One thing that the Fed did do was make it clear to not expect anything definitive from them. They are doing just what everyone else should be doing which is look to the economic data to determine the future of interest rates. However, the game here is to see what the Fed will be doing regarding their open market operations so traders can front run the Fed. That is what bond trading is about now-a-days as opposed to trading based upon fundamental or technical philosophies.

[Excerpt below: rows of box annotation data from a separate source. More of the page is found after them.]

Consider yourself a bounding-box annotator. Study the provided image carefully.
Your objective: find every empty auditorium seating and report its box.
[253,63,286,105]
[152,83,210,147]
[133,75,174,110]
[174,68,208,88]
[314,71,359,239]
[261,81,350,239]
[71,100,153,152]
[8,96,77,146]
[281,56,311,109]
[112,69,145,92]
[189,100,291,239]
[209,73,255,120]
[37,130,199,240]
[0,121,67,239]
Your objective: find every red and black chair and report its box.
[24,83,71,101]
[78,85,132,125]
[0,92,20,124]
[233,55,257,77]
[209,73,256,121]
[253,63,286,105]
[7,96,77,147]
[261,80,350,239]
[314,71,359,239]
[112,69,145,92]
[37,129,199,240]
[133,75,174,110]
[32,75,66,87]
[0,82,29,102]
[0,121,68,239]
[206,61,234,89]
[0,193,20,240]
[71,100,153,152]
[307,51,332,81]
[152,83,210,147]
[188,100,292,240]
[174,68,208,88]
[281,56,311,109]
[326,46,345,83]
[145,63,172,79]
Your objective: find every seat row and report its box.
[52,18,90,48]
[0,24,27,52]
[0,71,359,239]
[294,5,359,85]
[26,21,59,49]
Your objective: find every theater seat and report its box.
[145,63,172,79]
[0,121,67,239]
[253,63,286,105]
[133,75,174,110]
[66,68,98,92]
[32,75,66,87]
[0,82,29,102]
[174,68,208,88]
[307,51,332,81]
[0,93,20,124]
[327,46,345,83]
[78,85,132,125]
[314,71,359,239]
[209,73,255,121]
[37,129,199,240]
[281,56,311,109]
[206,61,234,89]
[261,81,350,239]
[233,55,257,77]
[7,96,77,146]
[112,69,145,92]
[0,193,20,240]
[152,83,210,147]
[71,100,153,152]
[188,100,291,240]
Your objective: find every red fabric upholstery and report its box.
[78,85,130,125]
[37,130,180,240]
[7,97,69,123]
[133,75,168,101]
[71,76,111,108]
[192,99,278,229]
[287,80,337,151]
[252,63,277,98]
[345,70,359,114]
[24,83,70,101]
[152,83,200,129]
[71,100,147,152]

So where do we go from here? In my opinion not very far in either direction until the NFP number next Friday. We are currently sitting at a 1.95% on the 10yr and I give the range a +/- 8bps from here. Of course there could always be some headline news out of Europe that could rattle the cage but those headlines have been pretty quiet. When something has happened over there like the recent downgrade of Spain, it was met with little reaction. So all eyes will be on next week’s report to see if there is any follow-thru from the last poor report. If it is another weak number then I could see us having a nice rally that might not test the 1.71% low on the 10yr but I could see 1.80% pretty easily.
However, if we get a strong number then we could see getting right back to about 2.25% which is where we were before the last number. Now I believe the best scenario would be a number that is non-eventful and in-line with the consensus which should keep things status quo. I like this more for many reasons one of which is that it just continues the low rate sentiment in the market without any disruptions in the trading range.